Mother’s Day (reviewed by Lisa Marie Bowman)

One of the great things about writing about films is that occasionally you both get to watch a film that, despite all of your expectations, turns out to be pretty good and then you get to tell other people about it!  Case in point: Mother’s Day.

Mother’s Day opens with two memorable scenes.  In the first scene, we watch as a mysterious woman sneaks into a hospital and kidnaps a baby out of the maternity ward.  When a guard attempts to stop her, he ends up with a knife driven into his throat.  While we’ve seen similar scenes in other horror movies, it’s rare that we’ve ever seen this scene handled as well as it is in Mother’s Day.

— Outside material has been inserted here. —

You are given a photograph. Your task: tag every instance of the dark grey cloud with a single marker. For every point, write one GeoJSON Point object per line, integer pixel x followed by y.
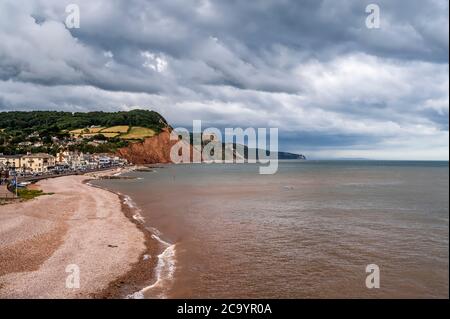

The second scene opens with an almost intrusive close-up of a woman (played by Jaime King) sobbing as she stares at herself in a mirror.  Again, it’s not that we haven’t seen this scene in other horror films.  Instead, it’s the fact that Jaime King so totally throw herself into those sobs.  We believe her tears and immediately, we want to know why she’s crying and we want to know how she’s connected to that baby being kidnapped from the hospital.  In just two scenes, Mother’s Day captures our attention and, once it grabs a hold of us, it doesn’t let go for the next two hours.

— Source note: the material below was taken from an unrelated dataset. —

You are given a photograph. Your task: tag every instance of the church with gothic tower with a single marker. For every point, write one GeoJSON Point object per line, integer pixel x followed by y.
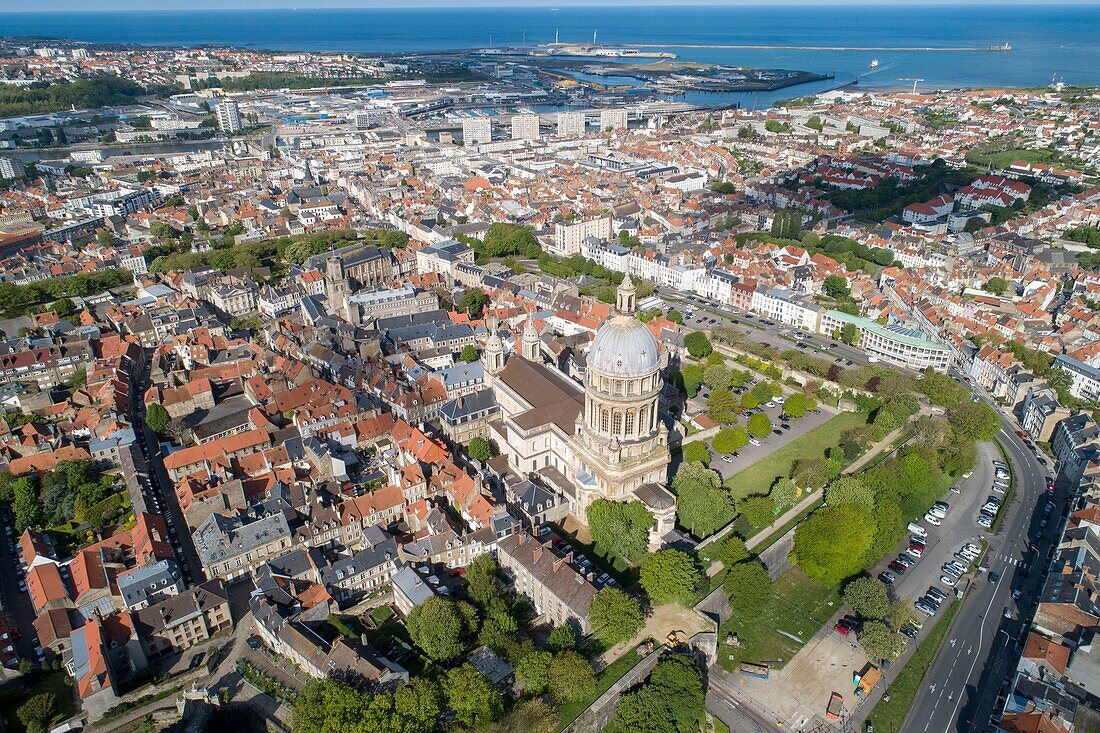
{"type": "Point", "coordinates": [601, 440]}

It turns out that King and her husband have just bought a new house and, on one stormy night, they’re throwing a party with a few of their closest friends.  It quickly becomes obvious that, regardless of how happy everyone’s pretending to be, there’s a lot of tension between King and her husband.  Something has happened in the past that no one wants to talk about…

Suddenly, three heavily armed men barge into the house and take everyone hostage.  The three of them are brothers and they’ve just robbed the bank.  The youngest has been shot and is bleeding to death on the couch.  The oldest brother explains that they’re looking for their mother.  She used to live in the house before King and her husband bought it.  The brothers didn’t know that theyir mother had been kicked out of the house and they’ve been mailing money to the address for the past few months.  When King and her husband claim that none of the money ever showed up at the house, the brothers call their mother and soon, mom shows up to take control of the situation.

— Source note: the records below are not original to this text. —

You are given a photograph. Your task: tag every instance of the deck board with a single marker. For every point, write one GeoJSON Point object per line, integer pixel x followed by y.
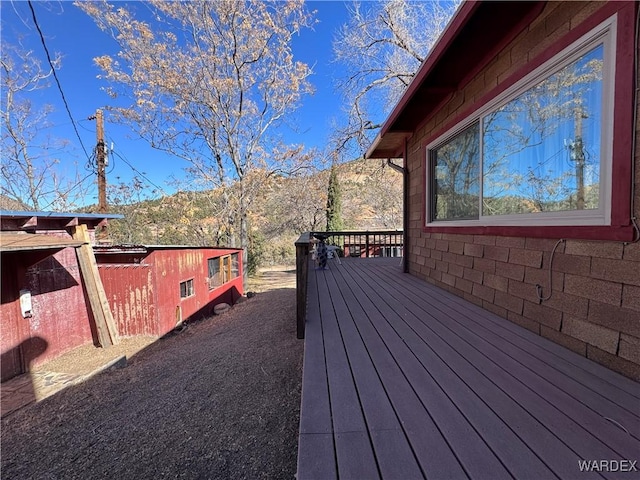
{"type": "Point", "coordinates": [413, 382]}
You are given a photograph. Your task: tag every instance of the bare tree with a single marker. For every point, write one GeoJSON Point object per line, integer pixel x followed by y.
{"type": "Point", "coordinates": [31, 172]}
{"type": "Point", "coordinates": [382, 47]}
{"type": "Point", "coordinates": [209, 82]}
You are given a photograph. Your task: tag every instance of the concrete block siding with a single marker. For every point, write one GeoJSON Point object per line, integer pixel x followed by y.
{"type": "Point", "coordinates": [595, 299]}
{"type": "Point", "coordinates": [594, 307]}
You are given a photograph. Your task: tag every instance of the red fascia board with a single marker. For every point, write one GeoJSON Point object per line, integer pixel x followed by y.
{"type": "Point", "coordinates": [455, 26]}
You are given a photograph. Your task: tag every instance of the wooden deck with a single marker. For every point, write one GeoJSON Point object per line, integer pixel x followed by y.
{"type": "Point", "coordinates": [404, 380]}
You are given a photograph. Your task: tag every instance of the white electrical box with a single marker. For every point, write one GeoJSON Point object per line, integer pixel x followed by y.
{"type": "Point", "coordinates": [25, 304]}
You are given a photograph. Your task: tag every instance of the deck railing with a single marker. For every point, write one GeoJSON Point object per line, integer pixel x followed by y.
{"type": "Point", "coordinates": [359, 244]}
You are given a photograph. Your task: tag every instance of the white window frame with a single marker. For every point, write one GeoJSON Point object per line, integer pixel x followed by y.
{"type": "Point", "coordinates": [605, 34]}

Mom is named Natalie and she’s played by Rebecca De Mornay.  From the minute she shows up, it’s obvious that Natalie is both obsessed with her children and that she’s totally and completely insane.  Continually switching between being sweet and psychotic, Natalie is a thoroughly frightening and disturbingly believable monster.  De Mornay wisely underplays Natalie’s more showy moments and prevents the character from becoming just another stereotypical movie psycho.  Instead, she’s the type of villain that we can easily imagine meeting in the real world.  Needless to say, that makes her a hundred time more frightening than any faceless killer with a machete.

Mother’s Day, which was made in 2010 but not released in the U.S. until earlier this year, is a remake of low-budget, 1980 horror film.  This is a rare case where the remake is about a thousand times better than the original.  Director Darren Lynn Bousman keeps the action moving at a perfect pace and the film’s cast (which includes True Blood‘s Deborah Ann Woll in a showy role) creates a disturbingly credible gallery of rogues and victims.

Mother’s Day is a rarity — a horror remake that not only deserves to be seen but which is so good that the original might as well just be an afterthought.